The Master’s Program in Money and Finance (MMF) is an innovative joint venture of the Department of Money and Macroeconomics and the Department of Finance, located in the House of Finance, and is taught entirely in English, the language of the profession. The Faculty of Economics and Business, within which the Department of Money and Macroeconomics and the Department of Finance operate, is accredited by AACSB in the United States. The inaugural 2008 MMF class had 29 students, 22 of whom are international students from 19 different countries. By 2013, the number of new students that join every year jumped to 45, with more than 30 of these being international students. At present, 40 students are accepted into the MMF program each year.

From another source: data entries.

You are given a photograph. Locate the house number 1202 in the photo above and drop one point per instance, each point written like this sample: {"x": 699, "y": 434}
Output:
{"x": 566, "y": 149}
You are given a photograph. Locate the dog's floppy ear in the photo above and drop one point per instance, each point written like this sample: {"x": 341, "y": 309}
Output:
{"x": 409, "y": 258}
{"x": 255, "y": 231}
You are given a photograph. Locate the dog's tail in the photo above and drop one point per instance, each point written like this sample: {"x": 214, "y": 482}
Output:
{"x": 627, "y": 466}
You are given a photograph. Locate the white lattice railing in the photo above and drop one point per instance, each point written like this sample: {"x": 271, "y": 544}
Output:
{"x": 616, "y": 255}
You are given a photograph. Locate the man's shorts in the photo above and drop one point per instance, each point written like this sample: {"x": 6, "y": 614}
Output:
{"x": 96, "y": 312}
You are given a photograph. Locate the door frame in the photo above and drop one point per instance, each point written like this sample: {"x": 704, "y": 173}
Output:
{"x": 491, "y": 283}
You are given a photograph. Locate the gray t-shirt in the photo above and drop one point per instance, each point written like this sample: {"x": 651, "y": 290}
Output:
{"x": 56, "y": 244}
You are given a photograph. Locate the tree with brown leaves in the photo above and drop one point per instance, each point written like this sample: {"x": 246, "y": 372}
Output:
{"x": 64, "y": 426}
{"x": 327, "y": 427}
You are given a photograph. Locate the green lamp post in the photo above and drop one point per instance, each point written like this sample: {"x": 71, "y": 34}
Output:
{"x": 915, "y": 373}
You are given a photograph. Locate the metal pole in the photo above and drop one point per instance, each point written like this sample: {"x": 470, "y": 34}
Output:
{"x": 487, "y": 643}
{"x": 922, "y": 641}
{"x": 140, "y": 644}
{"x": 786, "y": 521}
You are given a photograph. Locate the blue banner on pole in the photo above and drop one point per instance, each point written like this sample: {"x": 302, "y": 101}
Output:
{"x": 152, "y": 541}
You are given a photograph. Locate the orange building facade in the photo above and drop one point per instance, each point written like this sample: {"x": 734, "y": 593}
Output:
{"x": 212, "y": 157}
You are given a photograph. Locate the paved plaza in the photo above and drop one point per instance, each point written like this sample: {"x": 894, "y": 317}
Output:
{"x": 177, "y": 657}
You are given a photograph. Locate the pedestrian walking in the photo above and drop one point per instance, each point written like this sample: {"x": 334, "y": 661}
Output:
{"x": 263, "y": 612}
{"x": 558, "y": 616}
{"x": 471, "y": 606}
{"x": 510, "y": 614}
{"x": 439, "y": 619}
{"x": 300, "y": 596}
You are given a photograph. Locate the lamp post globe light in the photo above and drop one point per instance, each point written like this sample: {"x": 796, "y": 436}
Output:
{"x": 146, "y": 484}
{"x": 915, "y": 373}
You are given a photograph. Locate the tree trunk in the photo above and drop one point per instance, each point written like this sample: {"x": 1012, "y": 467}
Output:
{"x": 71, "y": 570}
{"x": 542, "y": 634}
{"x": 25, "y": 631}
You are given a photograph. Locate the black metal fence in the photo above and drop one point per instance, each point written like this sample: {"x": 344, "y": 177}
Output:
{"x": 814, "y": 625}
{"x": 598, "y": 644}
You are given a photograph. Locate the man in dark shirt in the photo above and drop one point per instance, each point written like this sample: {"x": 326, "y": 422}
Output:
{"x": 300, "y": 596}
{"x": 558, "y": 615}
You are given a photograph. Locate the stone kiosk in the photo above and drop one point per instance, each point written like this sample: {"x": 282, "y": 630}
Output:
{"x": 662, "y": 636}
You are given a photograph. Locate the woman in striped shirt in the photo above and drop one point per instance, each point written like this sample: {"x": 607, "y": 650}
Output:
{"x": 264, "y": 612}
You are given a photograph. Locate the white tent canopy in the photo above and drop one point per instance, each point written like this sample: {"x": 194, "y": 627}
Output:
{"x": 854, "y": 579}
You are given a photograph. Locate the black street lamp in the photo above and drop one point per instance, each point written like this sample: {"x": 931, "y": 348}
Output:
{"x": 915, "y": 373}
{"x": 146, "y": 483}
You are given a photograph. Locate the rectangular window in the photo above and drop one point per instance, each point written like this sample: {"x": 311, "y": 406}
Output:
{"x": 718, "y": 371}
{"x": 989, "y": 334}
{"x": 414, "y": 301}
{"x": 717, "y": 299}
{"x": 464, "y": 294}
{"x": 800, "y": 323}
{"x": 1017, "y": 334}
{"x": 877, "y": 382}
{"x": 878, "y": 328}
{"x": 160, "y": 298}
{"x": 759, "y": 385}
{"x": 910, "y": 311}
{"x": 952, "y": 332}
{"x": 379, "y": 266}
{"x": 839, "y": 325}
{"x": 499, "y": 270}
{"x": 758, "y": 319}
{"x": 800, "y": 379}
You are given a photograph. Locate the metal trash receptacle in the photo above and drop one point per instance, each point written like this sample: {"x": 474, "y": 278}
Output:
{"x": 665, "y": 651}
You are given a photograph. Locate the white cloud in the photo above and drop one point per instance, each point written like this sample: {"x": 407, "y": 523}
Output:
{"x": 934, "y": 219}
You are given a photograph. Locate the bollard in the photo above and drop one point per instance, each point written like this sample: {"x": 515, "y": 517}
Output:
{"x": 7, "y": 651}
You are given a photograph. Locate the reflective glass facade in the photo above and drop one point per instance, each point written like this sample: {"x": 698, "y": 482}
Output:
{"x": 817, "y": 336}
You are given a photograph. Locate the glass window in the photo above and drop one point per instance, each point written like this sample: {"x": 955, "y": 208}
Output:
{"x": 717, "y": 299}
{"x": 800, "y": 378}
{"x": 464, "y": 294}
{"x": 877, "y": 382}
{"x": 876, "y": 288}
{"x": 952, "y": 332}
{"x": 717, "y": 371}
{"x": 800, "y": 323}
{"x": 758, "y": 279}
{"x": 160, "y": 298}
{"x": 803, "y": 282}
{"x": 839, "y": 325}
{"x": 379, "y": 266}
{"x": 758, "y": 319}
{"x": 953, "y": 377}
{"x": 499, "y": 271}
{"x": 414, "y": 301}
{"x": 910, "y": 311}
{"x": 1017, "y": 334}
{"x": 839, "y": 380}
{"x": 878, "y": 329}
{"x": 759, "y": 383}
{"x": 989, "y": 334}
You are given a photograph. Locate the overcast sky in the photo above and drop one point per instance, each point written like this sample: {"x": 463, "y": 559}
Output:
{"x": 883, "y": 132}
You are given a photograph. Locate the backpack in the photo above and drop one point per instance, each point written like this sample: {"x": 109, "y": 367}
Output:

The House of Finance occupies impressive newly-built premises on the new Westend Campus of Goethe University, right in the heart of Frankfurt. It is situated next to Grüneburgpark and in proximity to the European Central Bank, the German Bundesbank, and a vast array of banking and financial industry firms. MMF students attend lectures in modern, fully-equipped lecture halls at the House of Finance, and at the newly-built Lecture Hall Center directly opposite the Faculty building.

MMF is aimed at high-caliber graduates of Economics, Business, and related undergraduate programs whose goal is to prepare for professional careers in the banking and financial sector. The program is designed to utilize the strengths of Goethe University and their links to the wide array of financial institutions and practitioners based in Frankfurt, in order to provide academically sound and professionally relevant education. Its key objective is to put graduates in the best position to compete for highly rewarding jobs.

Practitioners in today's banking and financial sector are faced with new challenges, as they operate in a policy environment while catering to needs of households and firms that are rapidly changing. In most European countries, the conduct of monetary policy is no longer the task of national central banks, but of the European Central Bank. Monetary policy does not amount to ‘setting the money supply’, and the role of money in monetary policy is being debated on both sides of the Atlantic. Household finances are becoming increasingly complicated. Growing numbers of households participate in a broad array of assets and debts, undertaking considerable risk in their portfolios and having to provide more for their old age to meet shortcomings of ailing social security systems. Firms face the challenges and consequences of the new monetary policy regime and of globalization in product markets, factor markets, and in banking and financial services. The Financial Crisis and changing needs of households and firms have generated new challenges for the financial sector, in product development and marketing; and in the provision and regulation of financial advice.

The MMF program is uniquely designed with such new challenges in mind.

  1. It combines the fields of money, macroeconomics, and finance, providing graduates with a much broader toolkit than that offered by single-field Master’s Programs in either economics or finance.
  2. It is also broader than typical combined Master’s Programs in economics and finance by placing greater emphasis on macroeconomic and monetary policy issues.
  3. MMF is specifically designed to combine academic rigor with a focus on topical issues facing policy makers and financial practitioners, and is therefore best suited for students planning professional careers in the banking and financial sector.
  4. The structure of the program combines regular core and elective courses with seminars and topical courses. Seminars provide hands-on experience, while topical courses are taught by high-level Frankfurt practitioners who share their experiences and insights with students.